On Tue, 2018-08-07 at 16:01 +0100, Daniel P. Berrangé wrote:
On Tue, Aug 07, 2018 at 04:57:28PM +0200, Andrea Bolognani wrote:
> > > I wonder if we shouldn't just drop the default machine type handling
> > > altogether at this point, though.
> >
> > That's impossible as it violates the back compatibility guarantee
> > and will certainly break applications
>
> In abstract terms, given that the whole point of this exercise is
> shielding our users from changes in QEMU, why wouldn't we go the
> whole way and take QEMU defaults out of the picture entirely?
>
> I just can't picture a scenario where ignoring the QEMU defaults
> would actually cause issues, since we're basically moving the
> defaults into libvirt with this commit... Can you describe such
> a scenario?
Someone could build a QEMU with the "pc" machine type deleted entirely,
in which case libvirt won't find the default.

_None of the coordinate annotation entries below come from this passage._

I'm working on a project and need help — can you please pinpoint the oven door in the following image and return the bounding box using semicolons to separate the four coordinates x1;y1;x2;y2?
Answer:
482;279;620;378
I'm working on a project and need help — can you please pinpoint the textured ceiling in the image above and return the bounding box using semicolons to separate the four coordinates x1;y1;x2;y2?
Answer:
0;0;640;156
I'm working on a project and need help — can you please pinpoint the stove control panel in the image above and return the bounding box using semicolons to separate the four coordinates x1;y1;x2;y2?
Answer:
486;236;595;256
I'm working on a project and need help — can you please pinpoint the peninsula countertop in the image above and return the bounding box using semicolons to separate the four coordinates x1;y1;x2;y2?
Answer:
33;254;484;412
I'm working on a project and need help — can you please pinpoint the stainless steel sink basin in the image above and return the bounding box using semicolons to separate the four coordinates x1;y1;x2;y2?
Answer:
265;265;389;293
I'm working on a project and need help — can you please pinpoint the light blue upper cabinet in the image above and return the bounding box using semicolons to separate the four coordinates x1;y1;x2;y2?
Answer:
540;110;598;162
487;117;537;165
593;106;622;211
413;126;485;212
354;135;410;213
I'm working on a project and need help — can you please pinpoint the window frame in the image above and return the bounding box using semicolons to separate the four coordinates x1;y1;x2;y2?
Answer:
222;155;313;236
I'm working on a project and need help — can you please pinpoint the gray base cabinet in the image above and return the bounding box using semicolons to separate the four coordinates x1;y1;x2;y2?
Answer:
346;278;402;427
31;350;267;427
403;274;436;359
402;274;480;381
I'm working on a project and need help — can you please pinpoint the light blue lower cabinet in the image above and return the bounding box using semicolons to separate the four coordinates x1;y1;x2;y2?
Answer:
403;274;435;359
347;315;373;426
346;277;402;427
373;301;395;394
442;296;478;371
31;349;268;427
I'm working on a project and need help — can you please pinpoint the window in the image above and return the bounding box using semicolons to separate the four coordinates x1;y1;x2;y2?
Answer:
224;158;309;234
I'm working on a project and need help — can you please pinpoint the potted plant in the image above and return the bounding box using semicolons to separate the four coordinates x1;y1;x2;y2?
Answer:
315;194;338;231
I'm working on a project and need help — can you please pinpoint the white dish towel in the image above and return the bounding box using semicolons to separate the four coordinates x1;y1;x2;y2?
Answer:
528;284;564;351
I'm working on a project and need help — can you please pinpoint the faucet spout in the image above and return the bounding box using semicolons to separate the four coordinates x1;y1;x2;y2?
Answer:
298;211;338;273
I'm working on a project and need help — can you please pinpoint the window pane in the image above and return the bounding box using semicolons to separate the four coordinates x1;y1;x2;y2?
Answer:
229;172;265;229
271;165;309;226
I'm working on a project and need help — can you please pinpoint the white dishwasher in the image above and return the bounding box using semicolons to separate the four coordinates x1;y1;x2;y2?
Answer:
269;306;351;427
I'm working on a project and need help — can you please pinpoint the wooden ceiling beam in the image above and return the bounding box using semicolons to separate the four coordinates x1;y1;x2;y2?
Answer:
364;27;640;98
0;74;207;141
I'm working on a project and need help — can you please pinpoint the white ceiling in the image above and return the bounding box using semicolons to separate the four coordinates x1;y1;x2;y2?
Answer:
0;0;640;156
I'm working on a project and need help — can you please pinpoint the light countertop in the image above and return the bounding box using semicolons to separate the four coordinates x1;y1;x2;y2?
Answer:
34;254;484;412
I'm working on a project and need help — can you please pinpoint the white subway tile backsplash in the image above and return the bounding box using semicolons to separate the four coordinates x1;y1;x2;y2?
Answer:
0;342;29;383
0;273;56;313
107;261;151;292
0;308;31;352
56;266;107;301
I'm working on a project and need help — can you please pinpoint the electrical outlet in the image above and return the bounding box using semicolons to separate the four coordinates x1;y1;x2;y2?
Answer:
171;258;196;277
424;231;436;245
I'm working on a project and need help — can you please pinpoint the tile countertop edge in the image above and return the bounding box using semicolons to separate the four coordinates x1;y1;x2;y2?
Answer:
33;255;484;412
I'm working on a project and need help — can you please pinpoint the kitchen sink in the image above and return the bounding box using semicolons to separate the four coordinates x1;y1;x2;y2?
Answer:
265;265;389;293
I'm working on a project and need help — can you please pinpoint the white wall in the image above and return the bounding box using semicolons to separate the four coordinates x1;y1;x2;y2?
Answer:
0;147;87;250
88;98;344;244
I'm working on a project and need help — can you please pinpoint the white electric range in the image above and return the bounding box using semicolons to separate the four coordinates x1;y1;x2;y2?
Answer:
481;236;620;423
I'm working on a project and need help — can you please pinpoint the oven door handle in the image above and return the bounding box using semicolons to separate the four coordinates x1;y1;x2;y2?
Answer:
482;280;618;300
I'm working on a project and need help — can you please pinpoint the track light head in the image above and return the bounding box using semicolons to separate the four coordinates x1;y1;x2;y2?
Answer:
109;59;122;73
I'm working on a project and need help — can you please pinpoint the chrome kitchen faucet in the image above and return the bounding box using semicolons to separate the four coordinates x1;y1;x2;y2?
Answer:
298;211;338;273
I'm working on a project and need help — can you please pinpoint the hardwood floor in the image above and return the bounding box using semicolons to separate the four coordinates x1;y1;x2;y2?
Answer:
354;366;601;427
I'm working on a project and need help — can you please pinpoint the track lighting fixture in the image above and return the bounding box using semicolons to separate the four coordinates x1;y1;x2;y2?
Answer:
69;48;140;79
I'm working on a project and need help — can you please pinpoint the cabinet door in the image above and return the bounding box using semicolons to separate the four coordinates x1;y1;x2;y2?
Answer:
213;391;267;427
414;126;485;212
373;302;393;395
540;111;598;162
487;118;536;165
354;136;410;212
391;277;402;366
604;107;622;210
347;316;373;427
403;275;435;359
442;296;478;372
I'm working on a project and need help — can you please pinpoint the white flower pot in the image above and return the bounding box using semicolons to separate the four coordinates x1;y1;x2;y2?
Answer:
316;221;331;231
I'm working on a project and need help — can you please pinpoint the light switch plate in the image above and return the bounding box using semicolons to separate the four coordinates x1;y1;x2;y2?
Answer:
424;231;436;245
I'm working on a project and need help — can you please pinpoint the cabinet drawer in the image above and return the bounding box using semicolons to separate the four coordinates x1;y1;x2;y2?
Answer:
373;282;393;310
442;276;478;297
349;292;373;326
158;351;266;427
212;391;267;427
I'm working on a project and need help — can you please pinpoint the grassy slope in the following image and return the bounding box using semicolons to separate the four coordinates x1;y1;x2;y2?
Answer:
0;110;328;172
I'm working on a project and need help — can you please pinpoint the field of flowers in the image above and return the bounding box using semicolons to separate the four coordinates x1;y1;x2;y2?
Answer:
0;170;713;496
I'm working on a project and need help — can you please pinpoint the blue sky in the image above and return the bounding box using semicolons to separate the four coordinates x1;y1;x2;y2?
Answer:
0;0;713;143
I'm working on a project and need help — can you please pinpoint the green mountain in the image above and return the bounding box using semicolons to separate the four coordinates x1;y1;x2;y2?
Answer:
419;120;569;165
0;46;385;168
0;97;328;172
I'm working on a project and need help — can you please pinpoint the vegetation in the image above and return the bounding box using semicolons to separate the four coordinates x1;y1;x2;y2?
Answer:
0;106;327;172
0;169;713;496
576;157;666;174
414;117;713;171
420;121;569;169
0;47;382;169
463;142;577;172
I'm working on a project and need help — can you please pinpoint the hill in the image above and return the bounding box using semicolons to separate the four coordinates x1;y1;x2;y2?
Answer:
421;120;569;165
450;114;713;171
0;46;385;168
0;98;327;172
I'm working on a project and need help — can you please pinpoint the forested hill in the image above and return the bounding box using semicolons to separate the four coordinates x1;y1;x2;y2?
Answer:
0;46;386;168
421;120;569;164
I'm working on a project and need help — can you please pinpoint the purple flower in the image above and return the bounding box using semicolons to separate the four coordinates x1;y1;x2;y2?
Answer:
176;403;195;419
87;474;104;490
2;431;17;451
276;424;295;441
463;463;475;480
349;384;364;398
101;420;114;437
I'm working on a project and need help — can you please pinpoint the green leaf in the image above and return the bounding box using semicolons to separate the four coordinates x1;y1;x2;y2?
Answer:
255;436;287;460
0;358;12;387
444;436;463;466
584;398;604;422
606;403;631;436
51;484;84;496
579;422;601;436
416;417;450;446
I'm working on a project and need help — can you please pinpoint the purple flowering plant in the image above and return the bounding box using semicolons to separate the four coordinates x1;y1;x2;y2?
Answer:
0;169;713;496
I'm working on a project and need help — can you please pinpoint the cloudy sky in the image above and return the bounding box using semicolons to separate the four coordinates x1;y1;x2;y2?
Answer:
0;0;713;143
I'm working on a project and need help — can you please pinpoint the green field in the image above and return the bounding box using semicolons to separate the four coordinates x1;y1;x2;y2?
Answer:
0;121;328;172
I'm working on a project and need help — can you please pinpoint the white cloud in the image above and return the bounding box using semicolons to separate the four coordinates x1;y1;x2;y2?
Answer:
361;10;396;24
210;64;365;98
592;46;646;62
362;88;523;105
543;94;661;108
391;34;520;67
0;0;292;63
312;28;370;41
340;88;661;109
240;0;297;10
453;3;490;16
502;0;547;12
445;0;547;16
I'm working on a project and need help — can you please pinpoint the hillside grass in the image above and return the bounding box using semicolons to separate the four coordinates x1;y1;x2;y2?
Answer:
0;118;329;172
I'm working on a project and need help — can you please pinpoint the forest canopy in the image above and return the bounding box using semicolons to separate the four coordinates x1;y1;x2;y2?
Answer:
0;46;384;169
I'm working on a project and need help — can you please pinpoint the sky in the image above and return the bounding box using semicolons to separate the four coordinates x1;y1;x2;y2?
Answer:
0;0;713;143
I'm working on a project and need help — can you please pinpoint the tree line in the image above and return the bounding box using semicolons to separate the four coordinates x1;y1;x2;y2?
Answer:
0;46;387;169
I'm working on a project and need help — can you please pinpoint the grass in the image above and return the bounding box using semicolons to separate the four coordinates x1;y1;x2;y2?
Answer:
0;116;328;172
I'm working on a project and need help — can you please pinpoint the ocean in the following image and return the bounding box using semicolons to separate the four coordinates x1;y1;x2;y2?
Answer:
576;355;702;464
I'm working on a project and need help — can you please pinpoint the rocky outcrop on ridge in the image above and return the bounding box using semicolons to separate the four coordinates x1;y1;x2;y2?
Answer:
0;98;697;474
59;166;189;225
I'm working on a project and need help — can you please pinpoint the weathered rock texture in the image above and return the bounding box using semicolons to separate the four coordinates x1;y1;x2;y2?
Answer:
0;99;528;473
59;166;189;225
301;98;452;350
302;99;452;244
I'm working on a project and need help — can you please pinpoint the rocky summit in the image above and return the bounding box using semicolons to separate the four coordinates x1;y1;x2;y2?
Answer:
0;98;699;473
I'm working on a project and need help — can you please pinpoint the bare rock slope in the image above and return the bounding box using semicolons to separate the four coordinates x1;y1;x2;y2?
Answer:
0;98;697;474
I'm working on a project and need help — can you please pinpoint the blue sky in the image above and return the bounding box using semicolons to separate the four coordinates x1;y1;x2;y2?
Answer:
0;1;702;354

The best we can do there
is fallback to QEMU's own default.
Yeah, that's basically my point: wouldn't it be better to error
out rather than silently pick up a different default which is not
controlled by libvirt?
Of course that would be slightly annoying for people building their
own QEMU binaries with machine types ripped out, but I can't
imagine that population being very large and they're certainly
capable enough to figure out a way around the error; most people
will get their QEMU and libvirt through downstream distributions,
and if the downstream changes the list of machines available in
QEMU they should patch libvirt to update the table anyway.
Ultimately, users and applications should make sure they include
an explicit machine type in the guest XML, so ideally in time this
code path will not be hit at all.
To avoid that problem we would have to maintain a sorted list of
every
single known machine type in every QEMU which gets a bit ridiculous.